When we think about vocations and pray for vocations, the role of the Catholic school needs to be considered, and hopefully praying for vocations will lead to a few more prayers for Catholic schools.
Three of my sisters attended private Catholic boarding school for their high school education. By the time that it became my turn to attend, the school was adopting to better meet their community's needs and had decided that accepting only day students would work best for them, so I attended our local public high school.
National Vocation Awareness Week was just celebrated and I am sure that in the early '60s when we dropped my oldest sister off at school most of the sisters who taught there had also been educated in Catholic schools. Many of the sisters who ran the schools in the Archdiocese of Boston were also educated by sisters. The Sisters of St. Joseph and the Sisters of Notre Dame de Namur all served as role models for other women who have found their religious vocation, their way of serving God.
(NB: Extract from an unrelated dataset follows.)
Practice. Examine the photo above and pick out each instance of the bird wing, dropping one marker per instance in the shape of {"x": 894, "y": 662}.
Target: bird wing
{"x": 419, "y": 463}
The same is true for men who become priests. Research from Center for Applied Research in the Apostolate (CARA) indicates that students who attend Catholic schools are more likely to consider a vocation and then to discern that God is calling them to serve the Church in a very specific way. Twenty-three percent of Millennial Generation Catholics have attended a Catholic primary school at some point. Yet, half or more new priests (50 percent) and brothers (55 percent) attended Catholic primary schools as did 41 percent of new sisters and 45 percent of younger lay ecclesial ministers.
CARA research also states that without Catholic schools, both attendance at Mass and the number of vocations would drop dramatically, requiring the Catholic Church in the United States to bring in additional priests from other countries to serve the local church. "Among never-married Millennial Generation male Catholics (ages 14 and older surveyed for CARA's Consideration of Priesthood and Religious Life Among Never-Married U.S. Catholics) who have attended a Catholic school, more than one in four indicate that they have considered becoming a priest or brother. Only about one in 10 of those who did not attend a Catholic educational institution indicate this. Among never-married Post-Vatican II and Millennial Generation female Catholics (ages 14 and older) who have attended a Catholic school, 13 percent or more indicate that they have considered becoming a sister or nun. Only about 6 percent to 7 percent of those who did not attend a Catholic educational institution indicate this." (Mark M. Gray -- CARA)
The research by CARA indicates that attendance at a Catholic high school is the single most important indicator that a man will seriously consider the priesthood, while for women, attendance at a Catholic grade school is a strong indicator of interest in the religious life. The more Catholic education a person has, magnifies the impact of Catholic schools, as more than twice the number of men and women have considered a religious vocation if they attended a Catholic elementary school, a Catholic high school and a Catholic college.
Catholic schools were built on the vocations of many men and especially women, who dedicated their lives to educate the children of others. They gave their lives teaching children about service, about grace, reconciliation and the true beauty of the love God has for us. We can never repay them for all that they have done to build a Church that is a community, in communion with Christ. Our gratitude to the religious women and men who worked tirelessly in our schools does not waver, for we know that without them, we would not have such a robust system of schools where children are developing into saints and scholars.
Catholic schools are the place where hope lives, where a student's trust in God develops and grows. There is little doubt that without Catholic schools we would have fewer sisters, brother and priests to share the news of Jesus. The sisters, brothers and priests built schools where evangelization takes place at a very steady and consistent pace, bringing in children and their families into a relationship with Jesus. They built a system that renews our faith and our Church. The connection they created between Catholic schools, church attendance and vocations is very strong. When we think about vocations and pray for vocations, the role of the Catholic school needs to be considered, and hopefully praying for vocations will lead to a few more prayers for Catholic schools.
Catholic schools are great places to learn many things. They are a place where students learn about Jesus and his saving grace. They are a place where students to learn to serve others and the Church. They are an incubator for our future priests, brothers and sisters. They are vital to a healthy Church.
Kathy Mears is Superintendent of Catholic Schools in the Archdiocese of Boston.